— Oui… Dieu connaît la vérité. Nous avons trouvé un ami, noble dame. Un seul !
— Un seul ! dit précipitamment la grande femme. Nommez-le-moi, de grâce ; vous ne savez pas combien il est important… C’est pour le salut de votre père. Quel est cet ami ?
— Je l’ignore, dit Éthel.
L’inconnue pâlit.
— Est-ce parce que je veux vous servir que vous vous jouez de moi ? Songez qu’il s’agit des jours de votre père. Quel est, dites, quel est l’ami dont vous me parliez ?

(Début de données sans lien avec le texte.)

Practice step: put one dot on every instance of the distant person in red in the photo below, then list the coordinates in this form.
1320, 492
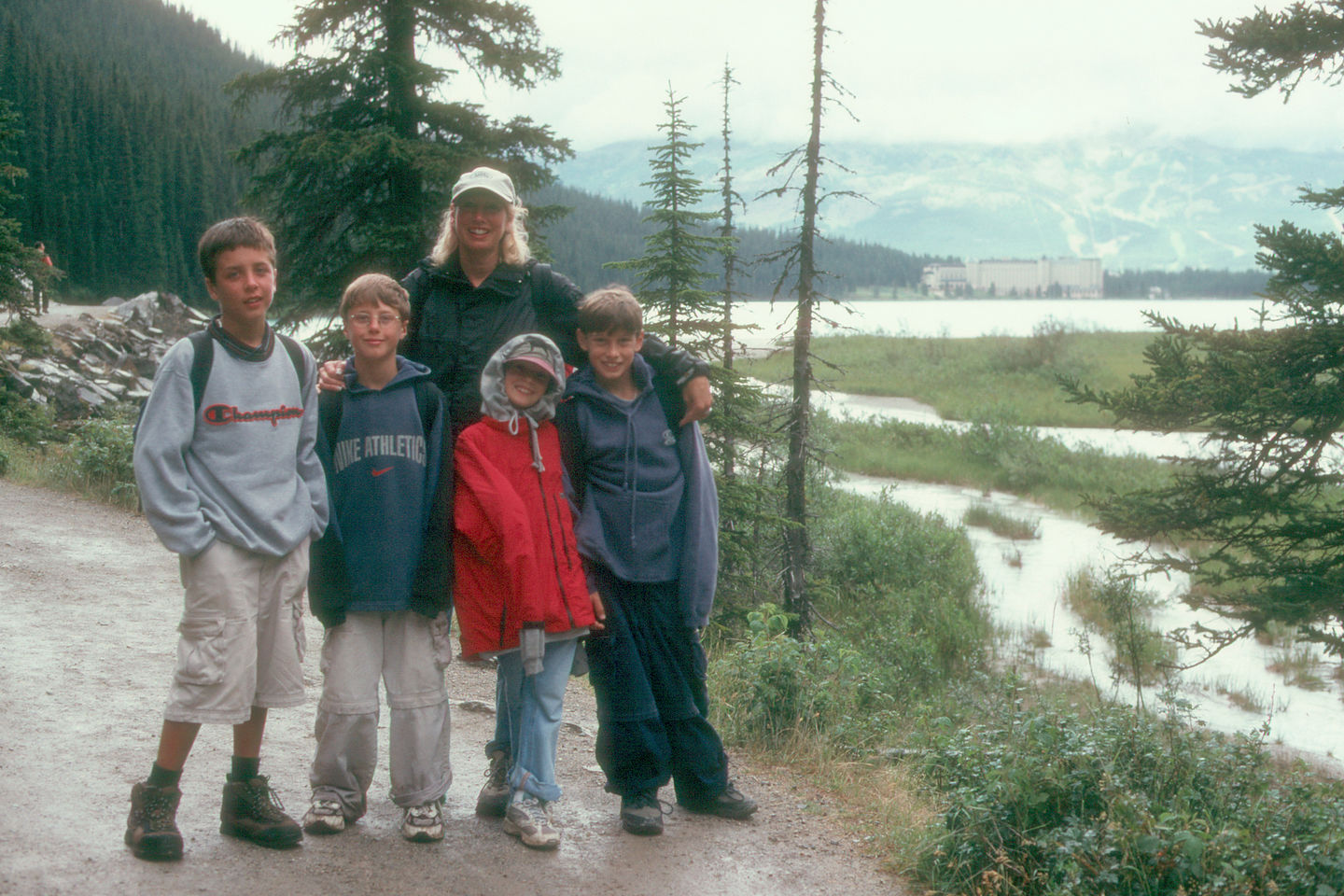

— Le ciel sait, noble dame, que je ne connais de lui que son nom, qui est Ordener.
Éthel dit ces mots avec cette peine que l’on éprouve à prononcer devant un indifférent le nom sacré qui réveille en nous tout ce qui aime.
— Ordener ! Ordener ! répéta l’inconnue avec une émotion étrange, tandis que ses mains froissaient vivement la blanche broderie de son voile. — Et quel est le nom de son père ? demanda-t-elle d’une voix troublée.
— Je ne sais, répondit la jeune fille. Qu’importent sa famille et son père ! Cet Ordener, noble dame, est le plus généreux des hommes.
Hélas ! l’accent qui accompagnait cette parole avait livré tout le secret du cœur d’Éthel à la pénétration de l’étrangère.
L’étrangère prit un air calme et composé, et fit cette demande sans quitter la jeune fille du regard :
— Avez-vous entendu parler du prochain mariage du fils du vice-roi avec la fille du grand-chancelier d’Ahlefeld ?
Il fallut recommencer cette question, pour ramener l’esprit d’Éthel à des idées qui ne semblaient point l’intéresser.
— Je crois que oui, fut toute sa réponse.
Sa tranquillité, son air indifférent, parurent surprendre l’inconnue.
— Eh bien ! que pensez-vous de ce mariage ?
Il lui fut impossible d’apercevoir la moindre altération dans les grands yeux d’Éthel tandis qu’elle répondait :
— En vérité, rien. Puisse leur union être heureuse !
— Les comtes Guldenlew et d’Ahlefeld, pères des deux fiancés, sont deux grands ennemis de votre père.
— Puisse, répéta doucement Éthel, l’union de leurs enfants être heureuse !
— Il me vient une idée, poursuivit l’astucieuse inconnue. Si les jours de votre père sont menacés, vous pourriez, à l’occasion de ce grand mariage, faire obtenir sa grâce par le fils du comte vice-roi.